Gold prices have had quite the struggle over the past five years as the global economy has slowly recovered from the financial crisis of the late 2000s. The precious metal has posted annual losses three years in a row now, with 2015 seeing a 12% loss alone.
So as 2016 begins to take shape and investors take a look at what’s worth a buy, are we looking at a fourth year of losses? The answer is most likely.
A strong economy spells bad news for gold
Gold and other precious metals flourished during the financial crisis as they typically do when investors have lost trust in other markets. But as economies around the world, led by the United States, began recovering, gold’s high highs turned into low lows.
In 2015, gold’s struggles were largely influenced by the United State’s monetary policy and the strength of the U.S. Dollar.
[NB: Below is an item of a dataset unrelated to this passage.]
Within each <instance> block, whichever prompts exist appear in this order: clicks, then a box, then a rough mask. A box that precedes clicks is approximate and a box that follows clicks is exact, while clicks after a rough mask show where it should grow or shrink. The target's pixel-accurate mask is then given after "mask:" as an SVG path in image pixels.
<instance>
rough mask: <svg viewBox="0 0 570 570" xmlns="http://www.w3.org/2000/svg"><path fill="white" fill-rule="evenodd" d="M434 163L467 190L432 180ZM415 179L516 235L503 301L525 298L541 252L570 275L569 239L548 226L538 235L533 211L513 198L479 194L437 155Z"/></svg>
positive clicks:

The dollar was on track for a 9% gain against a basket of currencies, making dollar-denominated gold expensive for holders of other currencies.
Graph source: anyoption
“The key factor for gold remains the strong dollar and that ultimately trumps all other issues including the economy and the geopolitics,” says Ross Norman, chief executive of bullion broker Sharps Pixley. And with the U.S. Federal Reserve’s first interest rate hike in almost a decade happening in December, the dollar is likely to continue to stay strong through 2016.
Goldcorp’s new CEO not bullish
David Garofalo, who takes over as CEO of the world’s most valuable gold miner, isn’t planning on a comeback year for gold in 2016. Because gold’s perceived value comes when other investments produce little or no yield in real terms, its value diminishes when those competing assets begin to offer better payouts, whether in the form of dividends, interest or simple growth value.
“Right now, gold prices reflect the reality that real interest rates have nowhere else to go but up,” says Garofalo. “Gold prices over the next couple of years may struggle because of the reality of the interest-rate environment.
“I wouldn’t think there will be a rebound [in 2016] to be honest with you,” he adds. “Particularly in the base metals space, we probably have got a couple of years of grinding ahead of us.”
What investors can do
If you’re still interested in the contrarian value of gold versus other markets, don’t despair. The first trading day of the year proved to be a difficult one for U.S. stocks. With many downgrades, especially in the tech sector, it seems as if equities may also have a difficult year ahead, which could potentially ease gold’s losses somewhat. Furthermore, U.S. stocks have been in a bull market for six years now, one of the longest periods in its history. Worries that a bear market may begin any time now could signal an uptick in gold prices, even if just for a little while. Over the long term, there will more than likely be better days for gold. And while there may still be room to drop for the precious metal, it wouldn’t be a bad idea to buy some on the way down to diversify against uncertainty in equities.